The ABS and the LabEx CEBA
Precisely, how do researchers anticipate these new procedures? Fanny Lavigne, a Master’s degree student of “Engineering and Economics of Development and Environment” from the University of French Guiana, tried to clarify this question during her internship, conducted under the supervision of Catherine Aubertin (IRD). “Biodiversity research activities meet the challenge of the implementation of the ABS: the case of French Guiana”, an issue tackled by the Labex CEBA’s strategic project “Rek-Abios” (Regime of Knowledge for Amazonian Biodiversity). As a reminder, the Rek-Abios project aims to highlight the regime of production, regulation and appropriation of knowledge for Amazonian biodiversity based on in-depth field surveys.
The methodology used, by Fanny Lavigne, is based on a bibliographic search and on the interviews of about fifty researchers and research technicians from various institutions in French Guiana and mostly from the LabEx CEBA network. In her report, Fanny Lavigne focused on the setting up of the ABS in the French Guiana research community and the affinities of the researchers with these new procedures. She noted that there were still some unfamiliarities on their part regarding the procedures for the ABS applications but that most of them had a good knowledge of the Nagoya Protocol and the concept of the ABS in general. Hence, this work offers a better understanding of the stakes of the ABS from its conception to its interpretation today in French Guiana.

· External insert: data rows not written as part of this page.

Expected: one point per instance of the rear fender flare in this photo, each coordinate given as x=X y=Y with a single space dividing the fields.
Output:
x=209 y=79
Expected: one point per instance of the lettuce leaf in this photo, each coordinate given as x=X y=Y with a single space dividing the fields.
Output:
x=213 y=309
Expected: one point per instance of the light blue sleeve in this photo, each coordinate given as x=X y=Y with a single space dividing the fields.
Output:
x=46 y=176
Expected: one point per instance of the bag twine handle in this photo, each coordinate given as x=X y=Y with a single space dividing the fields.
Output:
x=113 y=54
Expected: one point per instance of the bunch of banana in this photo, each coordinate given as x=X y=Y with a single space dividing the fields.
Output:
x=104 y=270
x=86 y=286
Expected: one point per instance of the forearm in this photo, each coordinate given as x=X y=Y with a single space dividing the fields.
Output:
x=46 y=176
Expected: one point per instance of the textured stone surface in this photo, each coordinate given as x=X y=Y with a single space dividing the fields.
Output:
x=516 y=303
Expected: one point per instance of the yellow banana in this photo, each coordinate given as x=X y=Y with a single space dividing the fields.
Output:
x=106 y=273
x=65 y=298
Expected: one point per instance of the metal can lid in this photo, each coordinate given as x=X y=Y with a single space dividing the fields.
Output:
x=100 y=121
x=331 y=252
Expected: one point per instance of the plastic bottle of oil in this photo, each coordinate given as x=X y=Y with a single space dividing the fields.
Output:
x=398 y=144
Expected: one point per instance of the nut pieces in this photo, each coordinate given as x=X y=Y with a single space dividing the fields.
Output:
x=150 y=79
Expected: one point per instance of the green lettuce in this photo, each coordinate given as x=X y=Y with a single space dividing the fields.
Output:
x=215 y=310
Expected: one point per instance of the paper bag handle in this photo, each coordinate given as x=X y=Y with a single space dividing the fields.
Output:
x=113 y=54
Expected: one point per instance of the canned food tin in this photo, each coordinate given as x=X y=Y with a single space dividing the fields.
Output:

To better fathom and implement the Decree on the Access to Genetic Resources and Benefit Sharing, the Foundation for Research on Biodiversity (FRB) has published a Guide to ABS: Guide L’APA, Pas à Pas. This guide was edited by a working group of researchers and lawyers from French public research institutes, representatives of ministries and private research actors to answer the questions of the actors concerned by the ABS.